Fish has always been a healthy meal. Not to mention that it’s highly adaptable and versatile. You can cook fish using almost any type of cooking method: baking, grilling, steaming, frying or poaching. It’s really easy to prepare and there are endless options available to make awesome recipes out of it.
What we first need to do is learn how to tell when the fish is fresh and when it’s not:
- Check the eyes: The eyes of the fish must be clear and bright.
- Dull-eyed fish may be safe to eat, but they are unlikely to be fresh.
- The fish should look metallic, clean and shiny. If it’s discoloured, don’t buy it.
- A fresh fish should smell like clean water, or a little briny. Don’t ever buy a bad-smelling fish.
- When buying fillets, look for vibrant coloured flesh.
- The scales should be tight and not flaking off.
- The fish should be firm to the touch.
Remember to store the fish well. Good quality fresh fish should keep in your fridge for 2-3 days – but it’s always better to eat on the day of purchase. Keep the fish in the coldest part of your fridge.
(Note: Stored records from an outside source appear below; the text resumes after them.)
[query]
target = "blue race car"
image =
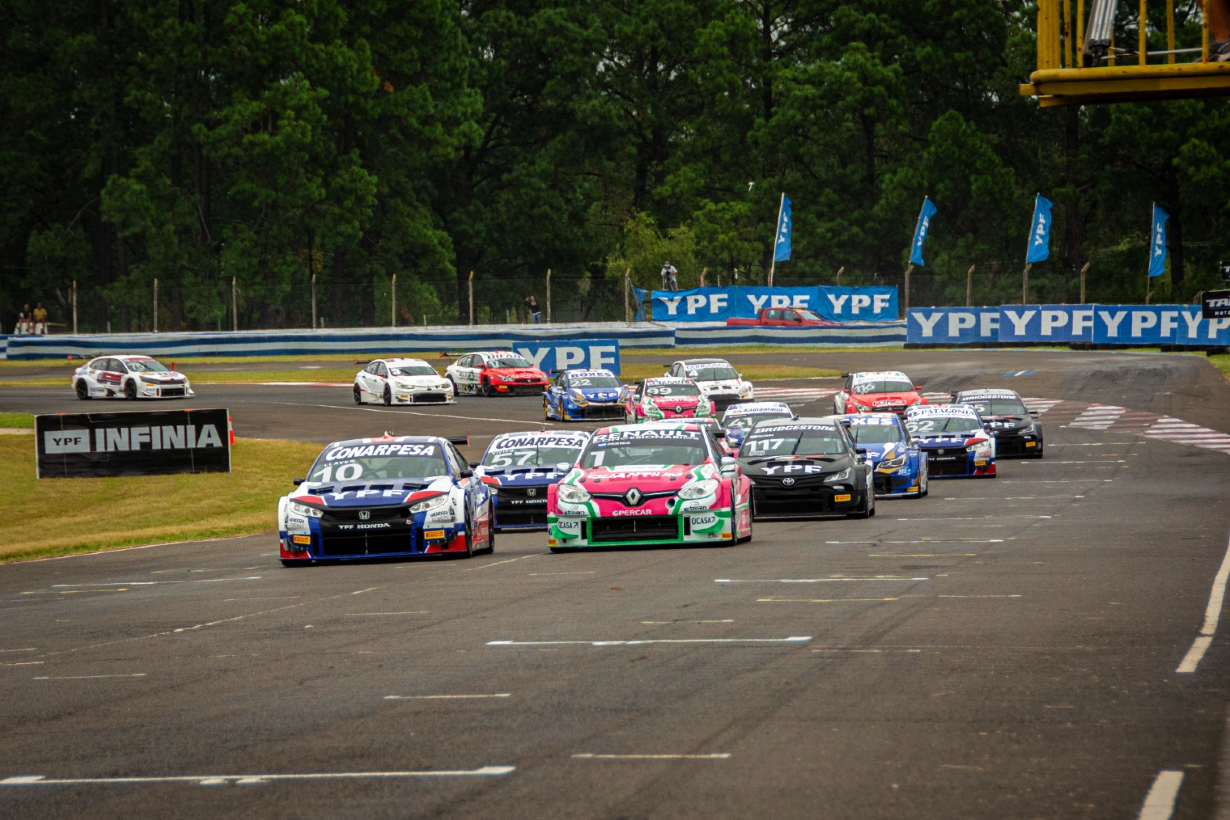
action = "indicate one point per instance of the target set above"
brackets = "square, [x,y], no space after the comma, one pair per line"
[738,419]
[583,395]
[390,497]
[520,466]
[956,441]
[898,465]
Remove fish from any packaging a couple of hours before cooking and rinse well to remove any loose scales. Pat dry and leave in the fridge uncovered in an oven tray until cooking time
No one likes a mouth full of bones. Your fishmonger will always fillet for you but if not, use a filleting knife and tweezers to remove all bones.
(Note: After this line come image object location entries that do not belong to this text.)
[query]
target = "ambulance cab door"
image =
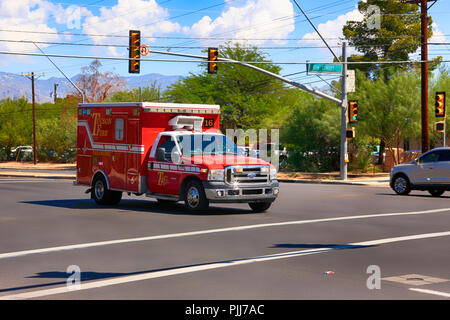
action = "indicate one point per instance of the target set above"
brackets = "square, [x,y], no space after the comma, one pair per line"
[165,175]
[133,155]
The most important tip when cooking fish is to be really careful not to overcook it. Whether you’re preparing a fillet, steak, or whole fish, overcooking it may (and probably will) result in dry and tasteless meat. The “10 minute rule” establishes that fish should be cooked 10 minutes for each centimetre of thickness apart from when deep-frying or microwaving.
Seasoning the fish before cooking is important, so you may want to add a little ground black pepper and a sprinkling of herbs and spices. Put the top on the steamer and leave it to cook. If you choose to steam the fish, you can do so by filling the bottom of a saucepan with 2 cups of water, herbs of your choice e.g. parsley stalks and a slice of lemon with the fish in on top of it.
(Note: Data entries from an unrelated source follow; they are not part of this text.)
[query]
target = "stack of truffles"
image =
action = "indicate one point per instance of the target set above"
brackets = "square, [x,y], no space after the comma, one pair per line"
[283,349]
To pan fry fillets just dip the fish in seasoned flour before cooking in Flora Buttery for 5 minutes per every centimetre of thickness. Most people like the skin to be a little crispy so fry skin side down. Add the fish to the pan, skin side down. The fillet will immediately contract, and curve upwards. When this happens, the skin is only in contact on the outside edges. Take a bendy spatula and press on the flesh for a couple of seconds until the fillet flattens out. This ensures the skin remains touching the pan and produces nice crisp, evenly cooked skin. Don’t play with the fish or flip it back and forth, just turn once, towards the end of cooking. Once it starts to flake, it’s ready.
Tuna is different. Use a very hot pan and only sear the outside of the fish. The middle should be a nice reddish pink colour.
For perfect cod in parsley sauce, make a roux, gradually add in some milk, stirring all the time. Crumble in a Knorr Fish Stock Cube, add some cream and bring to a gentle simmer. Add the cod fillets and poach them gently in the sauce for 6-7 minutes, turning just once after about 5 mins. Add some chopped parsley to serve.
A nicely grilled sea bass or red snapper is always a treat.
Remember to cut some slashes into the skin before cooking. You can rub with a little salt and some olive oil or for extra flavour try rubbing with a Knorr Fish Stock Cube crumbled in some olive oil. The fish can be stuffed with lemon, garlic and your choice of herbs and is great fried with some tomatoes and chillies and served with some fresh basil leaves and stuffed olives. Grill for around 7-8 minutes each side depending on the size of the fish and serve immediately.